Двери паранойи
Шрифт:
Шаги за спиной.
Между мной и незнакомцем оставалось метров шесть, не больше. Никогда раньше моя спина не была такой голой, такой беззащитной, такой тонкокожей, такой трепещущей…
Я приложил крест к знаку, пылавшему на двери. Как я и думал, они идеально совпали. И даже слились. Багровое свечение потускнело и стало стремительно гаснуть.
«Топ-топ» раздалось еще ближе…
Я налег на дверь. Она открылась без всякого щелчка. Темнеющий «анх» отклеился от нее и упал в мою ладонь, словно остывающий уголек.
Из щели ударил в ноздри тот же запах, только гораздо более интенсивный.
Еще
Скрючившись, я провалился в зловонную тьму и несколько раз выстрелил наугад через плечо, так что гильзы вылетали из пистолета где-то рядом с моим оглохшим левым ухом.

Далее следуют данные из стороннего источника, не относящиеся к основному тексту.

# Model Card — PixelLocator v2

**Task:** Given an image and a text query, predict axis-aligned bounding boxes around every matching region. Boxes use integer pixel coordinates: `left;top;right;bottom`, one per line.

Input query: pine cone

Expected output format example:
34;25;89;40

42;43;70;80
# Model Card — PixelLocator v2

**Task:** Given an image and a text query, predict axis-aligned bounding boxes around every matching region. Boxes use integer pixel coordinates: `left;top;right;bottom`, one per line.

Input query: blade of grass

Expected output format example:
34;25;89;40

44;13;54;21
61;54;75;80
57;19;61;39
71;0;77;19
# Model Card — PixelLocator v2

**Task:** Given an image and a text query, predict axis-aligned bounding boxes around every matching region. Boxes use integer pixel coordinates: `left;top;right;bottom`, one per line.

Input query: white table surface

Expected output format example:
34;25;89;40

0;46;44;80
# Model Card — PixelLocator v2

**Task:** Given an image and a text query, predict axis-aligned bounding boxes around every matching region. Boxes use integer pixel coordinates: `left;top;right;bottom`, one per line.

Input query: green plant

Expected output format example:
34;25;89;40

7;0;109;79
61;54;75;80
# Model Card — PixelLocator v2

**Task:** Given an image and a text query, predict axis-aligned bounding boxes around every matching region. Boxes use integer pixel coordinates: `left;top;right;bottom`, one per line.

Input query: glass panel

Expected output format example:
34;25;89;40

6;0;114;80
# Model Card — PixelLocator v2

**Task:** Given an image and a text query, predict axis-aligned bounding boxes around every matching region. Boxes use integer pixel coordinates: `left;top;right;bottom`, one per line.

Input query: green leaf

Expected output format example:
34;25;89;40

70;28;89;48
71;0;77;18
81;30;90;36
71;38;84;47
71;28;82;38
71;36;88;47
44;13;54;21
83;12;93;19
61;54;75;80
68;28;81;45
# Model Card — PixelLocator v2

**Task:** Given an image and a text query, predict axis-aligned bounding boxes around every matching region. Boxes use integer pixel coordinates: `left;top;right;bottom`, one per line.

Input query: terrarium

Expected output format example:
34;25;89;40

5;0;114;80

Зато другое ухо отчетливо слышало, как в ответ снова раздался тихий издевательский смех.
22
Если я рассчитывал, что все скоро закончится, то сильно ошибался. Тут невольно вспомнишь Клейна с его незамысловатой философией. Иногда вам не дадут отдохнуть даже на том свете, когда вы уже вроде бы и согласны. Рискованные приключения становятся утомительными, и начинаешь мечтать о простых обывательских радостях. Сейчас я дорого дал бы за бутылку ледяного пива и за теплую ванночку. И за Савелову в супружеской постели. И за возможность посидеть в кресле-качалке, глядя на закат. И за то, чтобы выкурить хорошую сигарету…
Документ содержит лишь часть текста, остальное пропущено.